5 min
Onoda - 10,000 Nights in the Jungle, a film by Arthur Harari
Director Arthur Harari's second feature looks back at the astonishing tale of Hirō Onoda, a Japanese officer who refused to surrender in 1945 and remained entrenched on the island of Lubang until 1974.
Siblings
Born into a family steeped in cinema (he is the grandson of actor Clément Harari), Arthur Harari studied at the University of Paris 8 - Saint-Denis with documentary filmmaker Claire Simon. After several shorts and a medium-length film (La Main sur la gueule, 2007), Arthur Harari released his first feature film, Dark Inclusion in 2016. In this atypical crime thriller, actor Niels Schneider plays an idle young man who sets out to take revenge on his Antwerp diamond merchant family following the death of his father.

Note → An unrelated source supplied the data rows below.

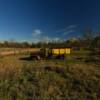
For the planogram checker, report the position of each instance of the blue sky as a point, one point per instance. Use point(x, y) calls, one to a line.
point(33, 20)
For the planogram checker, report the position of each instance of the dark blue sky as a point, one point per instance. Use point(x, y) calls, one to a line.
point(32, 20)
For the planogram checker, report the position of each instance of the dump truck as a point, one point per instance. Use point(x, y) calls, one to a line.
point(50, 53)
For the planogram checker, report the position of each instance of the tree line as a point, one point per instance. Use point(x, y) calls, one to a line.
point(88, 41)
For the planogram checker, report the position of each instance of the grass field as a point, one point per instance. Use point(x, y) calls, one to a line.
point(48, 79)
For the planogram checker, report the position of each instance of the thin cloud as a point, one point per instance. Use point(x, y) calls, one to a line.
point(70, 27)
point(37, 32)
point(68, 32)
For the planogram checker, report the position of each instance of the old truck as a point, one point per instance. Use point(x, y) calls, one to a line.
point(50, 53)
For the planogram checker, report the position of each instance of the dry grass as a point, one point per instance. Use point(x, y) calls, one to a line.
point(35, 80)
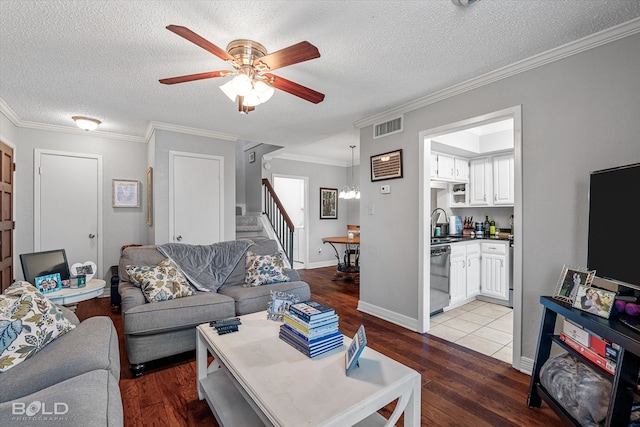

Once again Arthur Harari has chosen to work with his two brothers, Lucas Harari, illustrator, and Tom Harari, director of photography.
The last soldier
Onoda - 10,000 Nights in the Jungle, presented at Cannes as the opening film in the Un Certain Regard section, is a nearly three-hour fresco that tells the story of Hirō Onoda, the most famous of the "Japanese holdouts". These soldiers refused to surrender following Japan's capitulation in 1945. Leading a handful of men, Hirō Onoda reigned terror for nearly thirty years on the Philippine island of Lubang, leading his own guerilla war against the local authorities and causing the death of some thirty peasants. Revered in Japan for his tenacity and dedication to Japanese values, it was not until 1974 that a written order from the emperor, delivered by his former commander, convinced Onoda to surrender.
Filming in Japanese
Shot in Cambodia with an all-Japanese cast, Onoda - 10,000 Nights in the Jungle required special care in translation and rehearsals with the actors, performing in a language the director does not speak. Arthur Harari was also careful to give his film a transnational dimension, so that the great themes that run through it - self-sacrifice, heroism and fanaticism - are seen solely through the prism of the values of Japanese society. He has achieved this by ensuring his film has a timeless aspect, favouring sober shooting techniques and acting.
The diehards
Onoda - 10,000 Nights in the Jungle deals with a phenomenon that has fascinated the whole world, and Japan in particular, to this day: the "Japanese holdouts". Scattered on islands in the Pacific, cut off from the world and obeying the last orders they received - to survive and resist at all costs - a great many soldiers of the Imperial Army continued to fight for years after the end of the Second World War, in isolation or in small groups. Elusive and mysterious, sometimes viewed as heroes, they have been elevated to the rank of tourist attraction since the 1970s.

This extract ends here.